Also, a dark dark sense of humor and wonderment at the beautiful variation of human experience is a plus. If you’d get a bemused kick out of a client telling you that you “seem like a very spiritual person” while nose-deep in “worshipping” your ass, You Could Be a Domme!

*As a side note, I can’t tell you how irritating it is when someone I am out to refers someone I have never met to me for questions. Hello, I don’t even know you, Betty Wantstodom, and since you have even less investment in me as a person you are that much more likely to out me to someone I didn’t want to be outed to or turn me into cheap gossip. People, please don’t do this to your sex worker friends. Ask first.

<3 ...How about number two?
You know how people with curly hair are like “aww, I want straight hair!” and people with straight hair are like “anything for curls like yours!?” Sometimes me and the massage girls I know get into joking fights like that—“You’re so lucky, you don’t really have to touch the clients!” “No way, you’re lucky, you get to zone out for an hour! I have to be in the game every second!” You’re in charge, every moment, for as long as they’ve paid for. Something to consider.

Oh, and if you think you’re going to get coated in the clothes and trappings that you as a hot young thing want, you’re not—you’re going to get coated in the clothes and trappings of what a 50-year old dude from an investment firm thinks a hot young thing wants. Ugh, white lingerie. Of course, you can quietly return them. Or sell them on EBay. Girls, ask for jewelry! It’s the easiest to offload when it’s ugly!

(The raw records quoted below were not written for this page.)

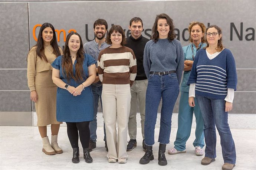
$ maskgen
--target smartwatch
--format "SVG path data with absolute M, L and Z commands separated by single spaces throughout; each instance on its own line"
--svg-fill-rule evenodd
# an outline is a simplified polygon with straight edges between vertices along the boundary
M 66 88 L 66 89 L 68 89 L 68 87 L 69 86 L 67 84 L 66 84 L 66 85 L 65 85 L 65 88 Z

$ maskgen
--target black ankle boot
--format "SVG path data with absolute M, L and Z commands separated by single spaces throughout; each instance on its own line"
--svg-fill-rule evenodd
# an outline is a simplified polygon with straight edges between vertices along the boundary
M 152 146 L 148 146 L 145 144 L 146 146 L 146 152 L 142 157 L 140 160 L 140 163 L 141 164 L 147 164 L 151 160 L 154 159 Z
M 74 163 L 78 163 L 80 162 L 79 160 L 79 147 L 74 147 L 73 148 L 73 157 L 72 162 Z
M 85 160 L 87 163 L 92 162 L 92 158 L 90 155 L 89 148 L 83 148 L 83 158 Z
M 167 160 L 165 158 L 165 152 L 166 144 L 159 144 L 159 150 L 158 152 L 158 164 L 159 165 L 167 165 Z

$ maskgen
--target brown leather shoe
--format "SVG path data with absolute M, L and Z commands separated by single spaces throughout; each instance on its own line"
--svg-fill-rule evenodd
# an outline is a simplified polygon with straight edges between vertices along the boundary
M 215 159 L 214 158 L 204 157 L 202 159 L 201 162 L 201 164 L 204 165 L 207 165 L 214 161 L 215 161 Z
M 231 164 L 229 163 L 225 163 L 222 166 L 223 170 L 230 170 L 236 166 L 236 164 Z

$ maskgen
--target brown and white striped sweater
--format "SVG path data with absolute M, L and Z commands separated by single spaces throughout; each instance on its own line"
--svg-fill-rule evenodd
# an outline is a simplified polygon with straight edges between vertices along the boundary
M 101 51 L 98 61 L 99 78 L 103 84 L 132 85 L 137 72 L 136 59 L 132 49 L 122 46 Z

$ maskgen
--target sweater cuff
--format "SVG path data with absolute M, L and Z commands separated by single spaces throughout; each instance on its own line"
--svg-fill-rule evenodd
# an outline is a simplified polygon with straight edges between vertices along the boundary
M 29 87 L 30 92 L 32 91 L 35 91 L 36 90 L 36 87 L 35 86 L 31 86 Z

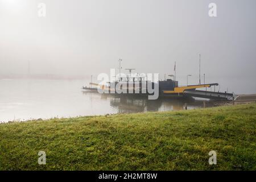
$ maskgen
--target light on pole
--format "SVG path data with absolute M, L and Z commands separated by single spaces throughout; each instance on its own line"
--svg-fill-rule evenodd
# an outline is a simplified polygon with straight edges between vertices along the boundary
M 90 76 L 90 88 L 92 88 L 92 77 L 93 75 Z
M 187 86 L 188 86 L 188 77 L 191 76 L 192 76 L 191 75 L 187 75 Z
M 204 85 L 205 85 L 205 73 L 204 73 Z M 207 87 L 205 87 L 205 91 L 207 91 Z

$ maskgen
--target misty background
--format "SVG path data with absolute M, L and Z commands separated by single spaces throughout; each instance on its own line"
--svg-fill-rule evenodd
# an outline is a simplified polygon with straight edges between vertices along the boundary
M 38 15 L 46 5 L 46 16 Z M 210 3 L 217 17 L 208 15 Z M 0 0 L 0 79 L 30 74 L 89 78 L 118 72 L 174 74 L 179 85 L 218 82 L 256 92 L 256 1 Z M 94 78 L 96 79 L 96 78 Z

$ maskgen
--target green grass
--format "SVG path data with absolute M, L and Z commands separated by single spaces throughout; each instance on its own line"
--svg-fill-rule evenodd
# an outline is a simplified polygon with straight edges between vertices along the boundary
M 0 169 L 255 170 L 255 104 L 3 123 Z

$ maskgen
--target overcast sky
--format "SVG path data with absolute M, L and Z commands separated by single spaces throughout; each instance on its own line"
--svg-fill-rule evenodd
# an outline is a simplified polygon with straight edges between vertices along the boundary
M 201 53 L 207 82 L 254 93 L 255 7 L 255 0 L 0 0 L 0 75 L 26 74 L 28 61 L 32 74 L 109 73 L 121 58 L 123 68 L 163 78 L 176 61 L 180 83 L 191 74 L 198 84 Z

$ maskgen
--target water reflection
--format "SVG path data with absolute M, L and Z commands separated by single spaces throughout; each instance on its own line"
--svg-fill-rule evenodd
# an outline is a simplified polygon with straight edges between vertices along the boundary
M 82 91 L 82 93 L 90 95 L 92 100 L 93 96 L 96 95 L 99 96 L 101 100 L 109 100 L 110 106 L 115 109 L 117 113 L 119 113 L 180 110 L 186 108 L 193 109 L 213 105 L 209 100 L 198 100 L 192 97 L 188 99 L 163 98 L 157 100 L 149 100 L 147 97 L 135 95 L 100 94 L 90 91 Z

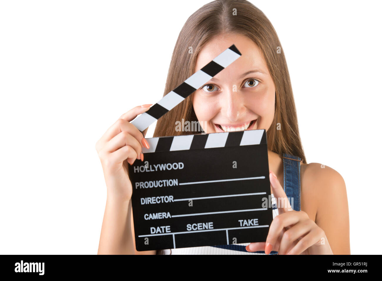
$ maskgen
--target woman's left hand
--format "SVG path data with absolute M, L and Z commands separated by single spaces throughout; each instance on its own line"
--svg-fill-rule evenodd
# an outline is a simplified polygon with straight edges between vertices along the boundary
M 279 255 L 333 255 L 324 231 L 306 213 L 291 207 L 282 187 L 272 171 L 269 179 L 274 196 L 280 205 L 277 206 L 278 215 L 271 223 L 266 241 L 251 243 L 246 247 L 247 250 L 264 251 L 267 254 L 273 250 Z

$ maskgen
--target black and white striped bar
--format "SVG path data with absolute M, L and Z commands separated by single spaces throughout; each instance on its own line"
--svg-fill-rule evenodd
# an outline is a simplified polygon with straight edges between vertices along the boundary
M 277 210 L 265 130 L 146 140 L 128 167 L 138 251 L 265 240 Z
M 264 130 L 151 138 L 146 139 L 150 148 L 142 147 L 142 152 L 146 154 L 159 151 L 266 144 L 266 138 Z
M 241 55 L 235 44 L 232 45 L 131 123 L 143 132 Z

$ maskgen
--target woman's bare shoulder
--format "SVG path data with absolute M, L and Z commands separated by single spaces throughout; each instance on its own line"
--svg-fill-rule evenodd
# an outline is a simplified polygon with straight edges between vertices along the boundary
M 333 198 L 346 196 L 345 181 L 338 172 L 320 163 L 301 163 L 300 171 L 301 209 L 309 217 L 314 214 L 316 221 L 323 209 L 331 208 Z

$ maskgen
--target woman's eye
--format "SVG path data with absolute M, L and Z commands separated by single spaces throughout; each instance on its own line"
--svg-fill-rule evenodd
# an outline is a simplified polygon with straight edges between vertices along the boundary
M 253 88 L 254 87 L 256 87 L 259 84 L 259 81 L 256 79 L 254 79 L 253 78 L 251 78 L 250 79 L 247 80 L 246 81 L 245 83 L 244 83 L 244 87 Z M 248 87 L 246 87 L 245 86 L 246 85 L 248 85 Z
M 214 90 L 217 89 L 217 87 L 211 84 L 203 86 L 202 88 L 205 92 L 214 92 Z

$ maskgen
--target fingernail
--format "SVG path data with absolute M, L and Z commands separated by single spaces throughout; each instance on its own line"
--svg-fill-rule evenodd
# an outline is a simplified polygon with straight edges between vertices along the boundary
M 144 138 L 142 138 L 141 142 L 142 144 L 144 146 L 144 147 L 146 148 L 149 149 L 150 148 L 150 146 L 149 145 L 149 143 L 147 142 L 147 141 L 146 140 L 146 139 Z
M 265 253 L 267 255 L 269 255 L 270 253 L 270 251 L 272 250 L 272 244 L 269 242 L 267 242 L 265 245 Z

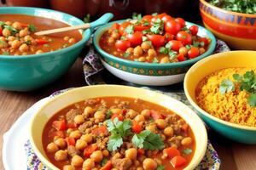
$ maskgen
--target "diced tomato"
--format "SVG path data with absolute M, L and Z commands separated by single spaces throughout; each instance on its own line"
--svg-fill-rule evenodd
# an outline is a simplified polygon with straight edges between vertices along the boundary
M 114 118 L 116 118 L 116 117 L 117 117 L 119 121 L 123 121 L 123 120 L 124 120 L 123 116 L 120 115 L 120 114 L 118 114 L 118 113 L 113 114 L 112 116 L 111 116 L 111 120 L 113 121 Z
M 163 116 L 159 112 L 157 112 L 156 110 L 150 110 L 150 115 L 154 120 L 163 118 Z
M 90 144 L 89 146 L 86 146 L 84 150 L 84 157 L 90 157 L 90 156 L 96 150 L 97 150 L 99 148 L 96 144 Z
M 180 167 L 186 165 L 187 160 L 181 156 L 177 156 L 171 160 L 171 163 L 175 168 Z
M 107 127 L 101 126 L 96 129 L 93 129 L 91 131 L 91 133 L 96 134 L 96 135 L 100 135 L 101 133 L 107 134 L 108 133 Z
M 137 153 L 141 156 L 145 154 L 145 150 L 144 149 L 137 149 Z
M 111 161 L 108 161 L 107 163 L 101 168 L 101 170 L 110 170 L 112 168 Z
M 49 43 L 47 40 L 44 40 L 44 39 L 36 39 L 36 42 L 38 45 L 44 45 L 45 43 Z
M 67 128 L 78 128 L 78 124 L 75 122 L 68 122 L 67 124 Z
M 164 153 L 167 154 L 169 158 L 172 158 L 174 156 L 180 156 L 179 150 L 174 147 L 166 148 L 166 149 L 164 149 L 163 151 L 164 151 Z
M 132 123 L 131 129 L 134 133 L 140 133 L 140 132 L 142 132 L 142 130 L 143 130 L 143 128 L 139 124 L 137 124 L 137 122 L 134 122 Z
M 54 121 L 52 122 L 52 127 L 54 128 L 55 128 L 56 130 L 61 130 L 61 131 L 66 130 L 66 122 L 65 122 L 65 120 L 62 120 L 62 121 Z
M 69 145 L 74 146 L 76 144 L 76 140 L 73 138 L 70 138 L 70 137 L 66 138 L 66 142 L 68 146 Z

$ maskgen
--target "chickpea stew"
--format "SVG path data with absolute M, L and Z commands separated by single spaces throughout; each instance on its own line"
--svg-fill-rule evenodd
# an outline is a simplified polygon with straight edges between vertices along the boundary
M 191 161 L 190 127 L 160 105 L 102 97 L 58 111 L 43 132 L 49 161 L 63 170 L 176 170 Z
M 36 36 L 35 31 L 69 26 L 67 24 L 26 14 L 0 14 L 0 54 L 27 55 L 58 50 L 82 39 L 79 31 L 50 36 Z
M 198 26 L 187 27 L 182 18 L 138 14 L 114 23 L 100 38 L 100 47 L 121 59 L 147 63 L 172 63 L 204 54 L 211 42 L 201 37 Z

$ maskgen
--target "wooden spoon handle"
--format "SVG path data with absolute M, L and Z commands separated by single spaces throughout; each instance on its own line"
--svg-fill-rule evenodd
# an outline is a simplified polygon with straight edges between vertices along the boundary
M 67 27 L 63 27 L 63 28 L 56 28 L 56 29 L 52 29 L 52 30 L 38 31 L 35 33 L 35 35 L 44 36 L 44 35 L 49 35 L 49 34 L 55 34 L 55 33 L 58 33 L 58 32 L 68 31 L 73 31 L 73 30 L 86 29 L 86 28 L 89 28 L 90 26 L 90 24 L 83 24 L 83 25 L 75 26 L 67 26 Z

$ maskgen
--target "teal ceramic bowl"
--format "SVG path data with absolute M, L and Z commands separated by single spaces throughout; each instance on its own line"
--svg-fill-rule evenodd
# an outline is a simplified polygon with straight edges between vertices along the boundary
M 198 35 L 201 37 L 206 37 L 212 39 L 211 43 L 209 44 L 209 48 L 207 51 L 192 60 L 189 60 L 183 62 L 177 63 L 167 63 L 167 64 L 155 64 L 155 63 L 143 63 L 138 61 L 131 61 L 127 60 L 123 60 L 118 57 L 115 57 L 112 54 L 108 54 L 104 50 L 102 50 L 99 45 L 99 40 L 103 34 L 104 31 L 108 30 L 113 23 L 121 23 L 125 20 L 118 20 L 110 22 L 107 25 L 101 26 L 95 32 L 95 36 L 93 38 L 93 43 L 99 52 L 102 57 L 102 61 L 104 66 L 113 74 L 122 78 L 124 80 L 132 82 L 135 83 L 137 82 L 145 82 L 145 81 L 151 79 L 152 77 L 155 77 L 159 79 L 159 81 L 162 81 L 163 79 L 172 79 L 175 78 L 179 81 L 174 81 L 175 82 L 183 81 L 184 73 L 189 69 L 189 67 L 199 61 L 200 60 L 210 55 L 215 49 L 216 46 L 216 39 L 214 36 L 206 28 L 198 26 L 199 32 Z M 187 26 L 190 26 L 195 24 L 186 22 Z M 197 26 L 197 25 L 196 25 Z M 121 73 L 120 73 L 121 72 Z M 165 77 L 163 77 L 165 76 Z M 140 81 L 143 80 L 143 81 Z M 173 82 L 173 81 L 168 81 L 169 82 Z M 155 82 L 155 79 L 154 79 Z M 143 83 L 140 83 L 143 84 Z M 167 84 L 148 84 L 144 83 L 146 85 L 167 85 Z M 170 84 L 170 83 L 169 83 Z
M 1 14 L 41 16 L 62 21 L 70 26 L 84 24 L 82 20 L 70 14 L 38 8 L 1 7 Z M 91 23 L 91 29 L 81 32 L 82 40 L 68 48 L 41 54 L 0 55 L 0 88 L 30 91 L 54 82 L 74 63 L 90 38 L 93 27 L 108 22 L 112 17 L 113 15 L 108 14 Z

<3 What are the major misconceptions about your job or industry?
I think “sex worker” wins the award for “Most Misconceptions” at the Misconceptions About Jobs ceremony every year since, perhaps, the dawn of time. We’re not Ivy league educated hipster geniuses or immigrants trafficked into working in massage parlors, except when we are, which is not often. We sure as hell probably aren’t making as much as you think we’re making. Everything I’m saying here is only my experience, mediated through exactly who I am. Some of my experiences will reinforce stereotypes that you had in mind and some of them won’t. I can’t help it either way because that’s just what I’ve been through, but I can ask that you listen when I say that this is only one person’s experience. The sex industry sucks and rules at the same time. Please go read $pread or College Call Girl or Susannah Breslin. Ugh, this is a lot of responsibility. Do you have a beer?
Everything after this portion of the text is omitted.